39. Evaluation of Classifiers

Let’s assume we have 2 different images, and the output for the second to last layer is the following. The job of the final layer is to “squish” whatever comes out of the neural network. We are going to look at the differences between a sigmoid and a softmax.

          img1    img2
cat	      0.02    -1.42
dog	     -2.49    -3.93
plane	   -1.75    -3.19
fish	    2.07     0.63
building	1.25    -0.19
#Let's import some values
import torch
import torch.nn.functional as F
import torch.nn as nn
#Let's put the data into a tensor
predictions = torch.tensor([[0.02, -2.49, -1.75, 2.07, 1.25],
                           [-1.42, -3.93, -3.19, 0.63, -0.19]])
predictions
tensor([[ 0.0200, -2.4900, -1.7500,  2.0700,  1.2500],
        [-1.4200, -3.9300, -3.1900,  0.6300, -0.1900]])

39.1. Softmax

A softmax assumes that here that classes are exclusive and probabilities add to 1.

\(softmax(x)_i = \frac{exp(x_i)}{\sum_{j}^{ }exp(x_j))}\)

Check out the excel notebook and you should see that you get the same values. Note that even though the inputs for the softmax are different, they yield the same probability estimates for each class.


#Here we have to create the softmax layer and then pass the layers to it. 
my_softmax_layer = nn.Softmax(dim=1) #here we have to create the softmax layer and then 
softmax=my_softmax_layer(predictions)
softmax
tensor([[0.0804, 0.0065, 0.0137, 0.6244, 0.2750],
        [0.0804, 0.0065, 0.0137, 0.6244, 0.2750]])

39.2. Sigmoid

This is used for binary classification as a final layer. For each of the potential classes, the prediction is weighted to a 0/1 without considering the other classes. This would be appropriate for the case where there could be multiple classes (for example a cat and a dog) in the image.

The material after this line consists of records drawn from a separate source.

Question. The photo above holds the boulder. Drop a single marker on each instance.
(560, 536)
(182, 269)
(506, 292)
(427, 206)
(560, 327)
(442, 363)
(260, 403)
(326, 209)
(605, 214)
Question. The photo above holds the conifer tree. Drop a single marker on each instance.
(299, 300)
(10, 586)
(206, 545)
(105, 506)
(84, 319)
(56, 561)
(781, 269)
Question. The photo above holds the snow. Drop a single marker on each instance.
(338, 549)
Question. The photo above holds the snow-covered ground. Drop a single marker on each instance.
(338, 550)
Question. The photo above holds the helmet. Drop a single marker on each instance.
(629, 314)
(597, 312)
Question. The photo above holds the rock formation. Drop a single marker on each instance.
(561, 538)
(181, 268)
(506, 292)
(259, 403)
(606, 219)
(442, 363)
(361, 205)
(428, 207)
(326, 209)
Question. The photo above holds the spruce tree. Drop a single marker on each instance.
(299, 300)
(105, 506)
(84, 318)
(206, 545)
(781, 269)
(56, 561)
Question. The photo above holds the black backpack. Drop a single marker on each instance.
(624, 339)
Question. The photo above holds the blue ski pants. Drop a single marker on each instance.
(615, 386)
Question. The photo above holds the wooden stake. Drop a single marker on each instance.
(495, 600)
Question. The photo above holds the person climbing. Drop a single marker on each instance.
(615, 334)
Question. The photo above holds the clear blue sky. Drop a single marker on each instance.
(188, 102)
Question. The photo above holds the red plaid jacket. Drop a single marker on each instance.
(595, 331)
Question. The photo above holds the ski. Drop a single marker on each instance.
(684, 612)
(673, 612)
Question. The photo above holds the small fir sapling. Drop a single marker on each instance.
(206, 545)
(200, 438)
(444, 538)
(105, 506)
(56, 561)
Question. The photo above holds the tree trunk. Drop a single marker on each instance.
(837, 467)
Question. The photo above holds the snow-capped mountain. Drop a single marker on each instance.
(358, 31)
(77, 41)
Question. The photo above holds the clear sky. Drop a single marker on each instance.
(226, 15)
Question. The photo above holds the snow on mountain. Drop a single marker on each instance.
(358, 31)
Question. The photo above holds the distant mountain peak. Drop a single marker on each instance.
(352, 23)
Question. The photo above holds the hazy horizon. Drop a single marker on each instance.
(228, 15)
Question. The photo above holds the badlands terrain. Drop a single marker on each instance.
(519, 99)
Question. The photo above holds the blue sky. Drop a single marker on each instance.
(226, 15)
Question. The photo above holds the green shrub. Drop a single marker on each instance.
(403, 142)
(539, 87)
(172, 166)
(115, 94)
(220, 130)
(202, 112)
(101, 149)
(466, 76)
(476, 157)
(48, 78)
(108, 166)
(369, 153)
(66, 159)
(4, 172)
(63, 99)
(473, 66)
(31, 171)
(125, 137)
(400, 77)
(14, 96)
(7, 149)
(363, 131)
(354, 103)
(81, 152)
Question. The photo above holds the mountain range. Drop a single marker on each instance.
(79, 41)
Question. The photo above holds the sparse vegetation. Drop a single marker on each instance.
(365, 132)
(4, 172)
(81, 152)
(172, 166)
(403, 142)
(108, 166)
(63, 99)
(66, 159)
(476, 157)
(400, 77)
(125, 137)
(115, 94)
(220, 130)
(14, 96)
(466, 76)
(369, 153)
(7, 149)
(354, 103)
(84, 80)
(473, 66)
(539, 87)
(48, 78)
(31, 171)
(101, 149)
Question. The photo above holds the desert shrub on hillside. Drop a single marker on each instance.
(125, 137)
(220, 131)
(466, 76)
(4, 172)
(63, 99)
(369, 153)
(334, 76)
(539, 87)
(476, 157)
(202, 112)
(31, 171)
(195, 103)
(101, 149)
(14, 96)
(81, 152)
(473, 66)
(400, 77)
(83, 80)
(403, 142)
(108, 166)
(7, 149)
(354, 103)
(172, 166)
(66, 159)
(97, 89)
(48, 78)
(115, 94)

\(S(x)={\frac {1}{1+e^{-x}}}={\frac {e^{x}}{e^{x}+1}}\)

Check out the excel spreadsheet.

sigmoid=torch.sigmoid(predictions)
sigmoid
tensor([[0.5050, 0.0766, 0.1480, 0.8880, 0.7773],
        [0.1947, 0.0193, 0.0395, 0.6525, 0.4526]])

39.3. Evaluating the Results

Note that for the 2 examples, the resulting probabilities were the same.

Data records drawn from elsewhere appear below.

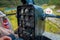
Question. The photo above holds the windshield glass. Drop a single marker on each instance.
(40, 2)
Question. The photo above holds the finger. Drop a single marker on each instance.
(6, 38)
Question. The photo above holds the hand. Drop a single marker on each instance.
(5, 38)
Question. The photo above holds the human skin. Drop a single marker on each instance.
(5, 38)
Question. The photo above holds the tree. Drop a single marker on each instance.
(55, 2)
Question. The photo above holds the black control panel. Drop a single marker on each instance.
(26, 22)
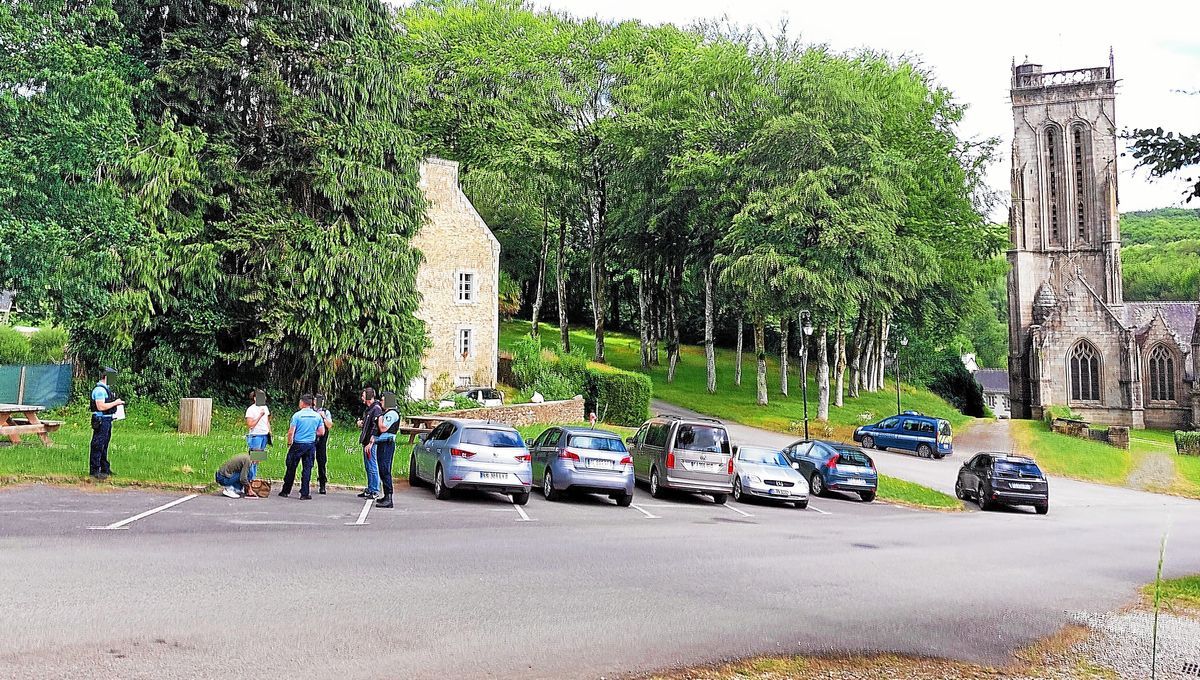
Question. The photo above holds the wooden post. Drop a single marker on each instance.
(195, 416)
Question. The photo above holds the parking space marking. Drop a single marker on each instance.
(646, 512)
(363, 516)
(129, 521)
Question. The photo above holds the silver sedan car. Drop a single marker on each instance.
(473, 455)
(765, 473)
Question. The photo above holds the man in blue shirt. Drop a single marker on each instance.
(103, 407)
(306, 427)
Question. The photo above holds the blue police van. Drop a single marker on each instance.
(910, 431)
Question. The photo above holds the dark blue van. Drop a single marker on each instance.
(910, 431)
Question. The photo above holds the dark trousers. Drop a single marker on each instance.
(101, 434)
(322, 458)
(385, 451)
(299, 452)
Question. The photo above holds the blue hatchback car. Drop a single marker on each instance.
(829, 465)
(910, 431)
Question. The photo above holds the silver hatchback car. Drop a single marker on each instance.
(579, 458)
(473, 455)
(761, 471)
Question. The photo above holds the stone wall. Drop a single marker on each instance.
(520, 415)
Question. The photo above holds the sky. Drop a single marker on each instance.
(970, 48)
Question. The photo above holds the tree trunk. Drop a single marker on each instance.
(737, 366)
(783, 356)
(823, 374)
(761, 354)
(535, 330)
(839, 395)
(564, 331)
(709, 349)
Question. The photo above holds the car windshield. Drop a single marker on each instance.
(702, 438)
(594, 443)
(852, 457)
(762, 456)
(1015, 469)
(495, 438)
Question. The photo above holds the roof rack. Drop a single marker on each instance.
(673, 416)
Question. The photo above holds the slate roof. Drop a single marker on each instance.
(991, 379)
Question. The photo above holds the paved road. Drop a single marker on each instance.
(471, 589)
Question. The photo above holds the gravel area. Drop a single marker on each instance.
(1122, 642)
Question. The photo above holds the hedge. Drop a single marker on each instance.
(1187, 443)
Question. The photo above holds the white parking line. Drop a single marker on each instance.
(742, 512)
(363, 516)
(646, 512)
(124, 523)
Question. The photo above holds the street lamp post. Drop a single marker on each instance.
(807, 319)
(904, 342)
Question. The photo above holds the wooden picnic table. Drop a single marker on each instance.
(22, 419)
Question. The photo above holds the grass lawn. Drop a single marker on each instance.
(148, 451)
(737, 402)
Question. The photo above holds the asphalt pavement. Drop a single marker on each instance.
(478, 588)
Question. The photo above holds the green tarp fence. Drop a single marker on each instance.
(48, 385)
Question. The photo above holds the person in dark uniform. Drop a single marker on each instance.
(387, 427)
(323, 443)
(103, 407)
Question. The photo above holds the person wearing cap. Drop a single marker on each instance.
(387, 426)
(369, 422)
(323, 443)
(306, 427)
(103, 408)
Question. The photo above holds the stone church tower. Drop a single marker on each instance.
(1073, 340)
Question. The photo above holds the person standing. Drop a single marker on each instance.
(306, 427)
(103, 408)
(370, 422)
(323, 443)
(388, 425)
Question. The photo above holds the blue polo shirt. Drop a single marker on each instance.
(306, 422)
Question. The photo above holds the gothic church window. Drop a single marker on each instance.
(1085, 373)
(1162, 374)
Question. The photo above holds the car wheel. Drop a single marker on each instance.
(655, 489)
(547, 487)
(441, 491)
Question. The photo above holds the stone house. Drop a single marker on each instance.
(459, 281)
(1073, 338)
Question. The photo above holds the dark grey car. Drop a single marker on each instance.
(690, 455)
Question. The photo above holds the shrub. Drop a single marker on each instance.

However, note that the negative values for the final layer predictions suggest that maybe there are multiple items in image one and maybe just a fish in image 2.

MEAN SQUARED ERROR (MSE)

\({MSE} ={\frac {1}{n}}\sum _{i=1}^{n}(Y_{i}-{\hat {Y_{i}}})^{2}\)

predictions = torch.tensor([[0.02, -2.49, -1.75, 2.07, 1.25],
                           [-1.42, -3.93, -3.19, 0.63, -0.19]], requires_grad=True)
truth = torch.tensor([[0.0, 0.0, 0.0, 0.0, 1.0],
                      [0.0, 0.0, 0.0, 1.0, 0.0]], requires_grad=False)

mse_loss=F.mse_loss(torch.sigmoid(predictions), truth )
print( "mse", mse_loss)
mse tensor(0.1486, grad_fn=<MseLossBackward>)

39.4. Exercise

  1. Evaluate the loss function (MSE) for the softmax output.

  2. Change the truth as well as the predictions above and notice the impact on the loss.

This exercise was adopted from the Fast.ai example.